Abstract
Recurrent Clostridiodes difficile infections (rCDIs) are a burdensome problem. Patients with a history of CDI that are prescribed antibiotics are at a high risk for recurrence. Fecal microbiota transplantation (FMT) has been shown to be an effective treatment for rCDI, though there is little information on the impact of FMT with antibiotics on the gut microbiome. We are conducting a clinical trial of FMT to prevent rCDI in patients with a history of CDI currently taking antibiotics. Our primary objective is to determine the effect of FMT on the gut microbiome during antibiotic exposure. Our secondary aim is to assess safety and feasibility of using FMT as a prophylaxis for CDI. We plan to enroll 30 patients into a phase II randomized, double-blind, placebo-controlled trial with three arms: (1) 5 FMT capsules per day during antibiotic treatment and for 7 days post antibiotic cessation, (2) a one-time dose of 30 FMT capsules 48–72 h post cessation of antibiotic treatment, or (3) 5 placebo capsules per day during antibiotic treatment and for 7 days post antibiotic treatment.

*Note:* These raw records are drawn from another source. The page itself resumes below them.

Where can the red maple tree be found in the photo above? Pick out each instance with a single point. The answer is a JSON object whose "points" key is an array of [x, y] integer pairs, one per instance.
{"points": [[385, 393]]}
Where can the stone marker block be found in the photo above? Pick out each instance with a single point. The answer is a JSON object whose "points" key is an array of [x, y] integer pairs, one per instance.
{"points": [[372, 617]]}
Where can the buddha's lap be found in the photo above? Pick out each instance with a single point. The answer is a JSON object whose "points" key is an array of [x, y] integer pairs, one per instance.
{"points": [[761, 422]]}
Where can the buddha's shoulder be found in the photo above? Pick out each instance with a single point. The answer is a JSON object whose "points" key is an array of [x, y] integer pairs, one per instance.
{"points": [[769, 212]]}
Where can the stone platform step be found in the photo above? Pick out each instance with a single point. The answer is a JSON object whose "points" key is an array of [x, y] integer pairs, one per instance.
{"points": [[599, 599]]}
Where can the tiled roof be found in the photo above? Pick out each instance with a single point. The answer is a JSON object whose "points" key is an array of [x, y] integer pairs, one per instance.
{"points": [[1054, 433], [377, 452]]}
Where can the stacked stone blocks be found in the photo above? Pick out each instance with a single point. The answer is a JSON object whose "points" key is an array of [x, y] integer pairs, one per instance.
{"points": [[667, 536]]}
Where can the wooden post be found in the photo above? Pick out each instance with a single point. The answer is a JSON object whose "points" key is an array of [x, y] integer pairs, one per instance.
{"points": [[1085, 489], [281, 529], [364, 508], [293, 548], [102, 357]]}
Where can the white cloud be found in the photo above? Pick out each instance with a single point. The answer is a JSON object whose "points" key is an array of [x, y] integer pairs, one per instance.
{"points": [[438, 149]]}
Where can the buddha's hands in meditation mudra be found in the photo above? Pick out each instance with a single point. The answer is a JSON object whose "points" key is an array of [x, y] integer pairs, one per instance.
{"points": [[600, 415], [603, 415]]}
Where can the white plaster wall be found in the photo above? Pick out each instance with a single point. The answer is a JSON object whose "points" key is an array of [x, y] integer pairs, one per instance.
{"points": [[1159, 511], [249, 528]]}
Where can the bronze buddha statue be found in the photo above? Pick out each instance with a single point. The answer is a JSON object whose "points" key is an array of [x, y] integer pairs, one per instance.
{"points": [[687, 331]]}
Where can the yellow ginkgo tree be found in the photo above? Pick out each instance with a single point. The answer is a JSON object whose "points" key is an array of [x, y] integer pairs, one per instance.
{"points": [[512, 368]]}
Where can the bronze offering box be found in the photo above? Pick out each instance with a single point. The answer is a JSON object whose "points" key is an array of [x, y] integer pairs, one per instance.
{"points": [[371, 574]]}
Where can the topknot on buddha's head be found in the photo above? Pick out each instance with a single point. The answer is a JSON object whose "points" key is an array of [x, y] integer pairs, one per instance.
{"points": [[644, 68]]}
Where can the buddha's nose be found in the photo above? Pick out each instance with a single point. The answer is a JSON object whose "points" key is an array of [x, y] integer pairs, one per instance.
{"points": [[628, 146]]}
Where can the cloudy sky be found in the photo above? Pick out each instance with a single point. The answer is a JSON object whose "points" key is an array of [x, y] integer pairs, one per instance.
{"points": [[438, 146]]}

Patients provide stool samples throughout the duration of the study and are cultured C. difficile. Sequencing of the V4 region of the 16S rRNA gene will be carried out to assess the gut microbiota. Results of this study will provide information on the impact of FMT on the gut microbiome as well as the necessary data to examine whether or not prophylactic FMT should be explored further as a way to prevent CDI recurrence.
Highlights
Clostridioides difficile infection (CDI) is considered an urgent public health threat by the Centers for Disease Control and Prevention [1] and was the number one pathogen causing healthcare-associated infections in 2015 [2]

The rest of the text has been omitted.